Şahin Akçap

Aynaların içindeki bahar

Şahin Akçap

Upuzun geçen kış aylarının son deminde derin bir tabağın tabanına yayılan tülbendin içine fasulye, nohut, buğday taneleri konur sonrada aynı tülbendin geri kalan uzantısıyla kapatılıp envai çeşit nebatlar her gün hafifçe sulanarak çimlenmeye bırakılırdı.

 

Toprak damlı iki göz evimizin camgüzeli saksılarının yanındaki çim tabakları sanki yepyeni ve güzel günleri karşılama ayini yapan anamın bahara hoş geldin jesti olurdu.

 

Tabaklardan birinin önüne ayna konurdu. Yeşeren baklagiller ve tahıllar yemyeşil kesip filizleri uç verdiğinde Mart ayı çoktan kapıya dayamış demekti. O tabak üstü yeşilliklerin yansıdığı minik aynaların içindeki güzellik, dışarıdaki kar kütlelerine nispet edercesine büyürken, güneş çoktan kuzeyden, güneye doğru yükselmeye başlamış olurdu. Doğanın durdurulmaz gücü bu müthiş devingenliğiyle insanlar daha bir umutla yaşama sımsıkı sarılırlardı.

 

Anadolu’da bu biçimde hala sürdürülen sayısız geleneğin temelinde şüphesiz ki Şamanizm’in izleri vardır. Şekiller ve biçimler üzerinde hayatı arayışın onca çeşitliliğinin özeti bir yudum mutluluk arayışıdır.

 

Küçük yoksul yaşamların hiç de küçük olmayan beklentileriydi can sularımız.
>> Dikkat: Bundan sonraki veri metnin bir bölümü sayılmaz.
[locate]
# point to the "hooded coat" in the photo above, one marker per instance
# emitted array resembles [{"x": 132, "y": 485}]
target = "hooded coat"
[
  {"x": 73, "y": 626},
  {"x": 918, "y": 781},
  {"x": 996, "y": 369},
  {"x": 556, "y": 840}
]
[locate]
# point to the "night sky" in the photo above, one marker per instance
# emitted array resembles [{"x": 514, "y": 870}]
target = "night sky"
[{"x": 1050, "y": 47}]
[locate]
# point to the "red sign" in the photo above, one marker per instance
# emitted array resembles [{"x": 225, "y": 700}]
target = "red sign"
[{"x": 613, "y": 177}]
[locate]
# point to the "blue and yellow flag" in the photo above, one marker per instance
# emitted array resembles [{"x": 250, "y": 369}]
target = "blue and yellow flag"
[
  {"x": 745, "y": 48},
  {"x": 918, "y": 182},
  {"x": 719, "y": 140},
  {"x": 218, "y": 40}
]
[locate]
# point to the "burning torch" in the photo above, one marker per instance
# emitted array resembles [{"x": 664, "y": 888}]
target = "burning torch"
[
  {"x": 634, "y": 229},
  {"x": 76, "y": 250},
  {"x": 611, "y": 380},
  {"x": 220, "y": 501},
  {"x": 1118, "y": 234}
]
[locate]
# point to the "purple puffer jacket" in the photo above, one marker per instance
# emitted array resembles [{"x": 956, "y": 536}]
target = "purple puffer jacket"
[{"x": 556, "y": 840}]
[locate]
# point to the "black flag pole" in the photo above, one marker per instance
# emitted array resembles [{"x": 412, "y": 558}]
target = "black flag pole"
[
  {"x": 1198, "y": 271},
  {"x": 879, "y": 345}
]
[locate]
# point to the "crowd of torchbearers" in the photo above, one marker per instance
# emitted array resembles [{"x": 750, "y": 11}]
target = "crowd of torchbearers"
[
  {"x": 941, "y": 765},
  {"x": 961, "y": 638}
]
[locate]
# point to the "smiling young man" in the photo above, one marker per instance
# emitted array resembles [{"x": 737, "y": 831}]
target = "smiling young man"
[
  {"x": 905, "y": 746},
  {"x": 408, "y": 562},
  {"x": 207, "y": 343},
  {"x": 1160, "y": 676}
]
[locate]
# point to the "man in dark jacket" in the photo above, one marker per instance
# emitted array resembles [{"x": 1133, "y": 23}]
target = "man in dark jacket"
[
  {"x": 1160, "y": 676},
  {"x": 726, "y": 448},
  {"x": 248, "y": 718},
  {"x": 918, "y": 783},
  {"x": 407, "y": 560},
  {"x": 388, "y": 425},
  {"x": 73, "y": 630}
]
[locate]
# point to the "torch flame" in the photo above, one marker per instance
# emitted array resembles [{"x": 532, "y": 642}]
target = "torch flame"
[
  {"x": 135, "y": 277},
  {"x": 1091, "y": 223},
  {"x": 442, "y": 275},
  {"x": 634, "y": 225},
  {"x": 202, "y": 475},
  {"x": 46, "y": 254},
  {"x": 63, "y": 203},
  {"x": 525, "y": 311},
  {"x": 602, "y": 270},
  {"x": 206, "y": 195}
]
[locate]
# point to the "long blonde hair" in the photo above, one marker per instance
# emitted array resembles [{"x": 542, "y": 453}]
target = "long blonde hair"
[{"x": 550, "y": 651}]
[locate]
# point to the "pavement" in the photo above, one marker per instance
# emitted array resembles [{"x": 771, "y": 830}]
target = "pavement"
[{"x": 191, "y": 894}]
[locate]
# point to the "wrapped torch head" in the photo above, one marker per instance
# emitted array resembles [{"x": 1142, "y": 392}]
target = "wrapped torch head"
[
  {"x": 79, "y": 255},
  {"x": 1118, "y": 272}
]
Nenelerimizin yol yordam bilen hayat felsefelerinde ne çok öğreti olduğunu şimdi anlamak bir gecikmişlik olsa bile, sanki hiç zaman kaybedilmemiş gibi bir başlangıç yaparak sil baştan tümünü anlatmak ve onları geçmişten haberdar etmek zor olmasa gerek. Zor olan varsa günümüz teknolojisinin çocuklarımız üzerine yığılan sanal âlem araçlarıdır ki onların içinden küçük beyin ve yürekleri çekip almak da hani hüner ister.

 

Bazen masallar yol göstericimiz olabilir. Hani o güzel şarkıda:

 

“Baba bana masal anlat içinde kurtla kuzu olmasın.”Gibi başlayan ama içeriğini eski zaman geleneklerinin doldurduğu masallara dönüştürerek ne çok şeyler anlatabiliriz ne çok şeyler ah bir bilseniz.

 

Ama zamanın hain bir törpüye dönüştüğü, insani değerlerin alaşağı olduğu bir süreçte dedelerin, ninelerin huzurevlerine kaptırıldığı bu bencil ve acımasız kısır döngüde bunu başarır mıyız doğrusu tartışılır.

 

Onun içindir ki yaşlılar yurdu, kimsesizler evi, huzur evi denildiği zaman içim cız eder ve binlerce hızarın altında yüreğim biçilircesine acı çekerim, rengi görünmez bir iç kanamayı yaşarım.

 

Ah! Bize ne oldu?

 

Nasıl kıydık şahdamarlarımıza?

 

Nasıl kaybolup gittik yaşayanlarımızı korkularımızın, endişelerimizin derin mezarlarına terki diyar eyleyerek?